Mary Zimmerman is one of the theater world's most acclaimed directors, known for her inventive productions of everything from Candide to The Arabian Nights. But the piece that has brought her the greatest attention – as well as the 2002 Tony Award for Best Direction of a Play – is Metamorphoses, which tells the stories of seven ancient myths from Ovid, set in an on-stage pool. Zimmerman recently spoke to TheaterMania about the enduring popularity of the piece, why she chose to direct a new production of the work at Arena Stage in Washington D.C, and her thoughts on the work's future.
When did you first begin working on this show?
I started when I was at Northwestern University in 1988, when it was called Six Myths. However, it was almost the same show as it is now, except without one of the stories.

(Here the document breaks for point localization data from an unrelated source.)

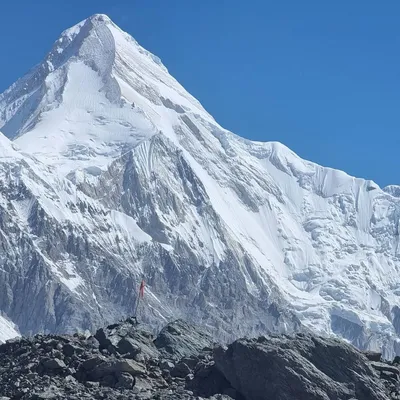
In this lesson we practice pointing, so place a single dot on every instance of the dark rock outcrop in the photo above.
(300, 367)
(124, 361)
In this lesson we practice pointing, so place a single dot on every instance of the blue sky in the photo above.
(322, 77)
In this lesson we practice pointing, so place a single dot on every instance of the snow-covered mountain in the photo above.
(110, 171)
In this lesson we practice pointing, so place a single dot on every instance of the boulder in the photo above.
(53, 364)
(115, 367)
(300, 367)
(180, 339)
(125, 381)
(180, 370)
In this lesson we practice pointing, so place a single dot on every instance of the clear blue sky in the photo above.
(321, 76)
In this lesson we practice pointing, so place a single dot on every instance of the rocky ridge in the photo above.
(125, 361)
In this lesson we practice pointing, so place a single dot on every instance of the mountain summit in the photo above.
(116, 173)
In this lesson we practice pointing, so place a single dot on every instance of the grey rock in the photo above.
(180, 370)
(166, 365)
(303, 367)
(125, 381)
(180, 339)
(114, 367)
(53, 364)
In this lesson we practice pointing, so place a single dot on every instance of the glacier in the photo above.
(110, 172)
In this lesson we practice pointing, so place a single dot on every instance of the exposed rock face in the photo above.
(279, 367)
(303, 367)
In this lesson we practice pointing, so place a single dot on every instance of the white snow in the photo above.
(7, 329)
(328, 241)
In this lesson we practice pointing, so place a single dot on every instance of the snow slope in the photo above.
(7, 330)
(122, 174)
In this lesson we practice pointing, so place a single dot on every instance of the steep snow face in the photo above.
(7, 330)
(123, 174)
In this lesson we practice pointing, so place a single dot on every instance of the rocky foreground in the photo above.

I started with the idea of a pool and telling myths in the water. I originally wanted to do The Odyssey in the water, but then it developed into telling these stories.
Why did you choose water?
To me, water is the emblem of change. And I think water is also sort of this lush, erotic medium. Of course, I had no idea if it would work until we went into tech.
Why do you think people still not only want to see the show after so many years, but react so positively to it?
I think it's the archetypal nature of the stories. Somehow these characters and these tales are so fundamental that audiences still feel they relate to their own experiences. And because they're mythological, it can be comforting for audiences to know it was ever thus, so you feel like you're part of the way the world has always worked and still works.
Did you ever think the show would resonate so strongly with young audiences?
I think for younger people, it's thrilling that [it's] in water. That feels more unexpected to them than a traditional play and it opens up to them the possibility of what theater can be – that theater isn't always naturalistic or set in a room. It can be strange and quirky.
Are you surprised how often this play gets revived?
I don't know. Theater is the thing that goes on both a micro and macro level. I certainly did not cultivate my taste to mirror the high school curriculum, but I know there is a tremendous trade in high school and college productions. But it's not done that often regionally. I think it's because theater people wonder if it's transferable to other directors. And I have to admit when I was younger, I thought my plays were never transferable to other people. But I found out that at least some of them are.
Why did you choose to direct this particular production?
I don't need to direct my work anymore, but I am actually exhilarated and a little nervous about this production, because it's the first time I really had to think about how to do this show in 14 years. The Fichandler is a very different space than other theaters, because everyone is looking down at the stage. And this time, the pool is going to work differently. Plus, we are trying out some new devices – like raised areas for the Gods and an underground entrance. It's like the old days; I feel like I have this mathematical problem I have to keep solving.
You also have a long history with Arena Stage. Did that affect your decision?
Yes, it's great to be comfortable with Arena. That building is amazing; it feels like a contemporary art museum with all that grandeur, but it really works for shows. And it's marvelous to have your housing right across the street. My commute is 2 1/2 minutes. To be able to go home for lunch or dinner is marvelous.
You are also excited about working with this particular cast, right?
Yes, one of the joys in remounting is that it's a reunion. Some of the cast, like Chris Kipiniack and Louise Lamson did this with me at Northwestern. Some of them did it on Broadway. And I am so happy to have Geoff Packard, who starred in Candide, in my little water play. He did it recently with us in Chicago at the Lookingglass Theatre, but in a different track. He's one of those actors who should be working constantly.
It sounds like you're really happy to be back in Washington.
I love DC audiences. They're very political, which I admire, and I love that political celebrities come to the theater. It feels kind of like being in a "company town."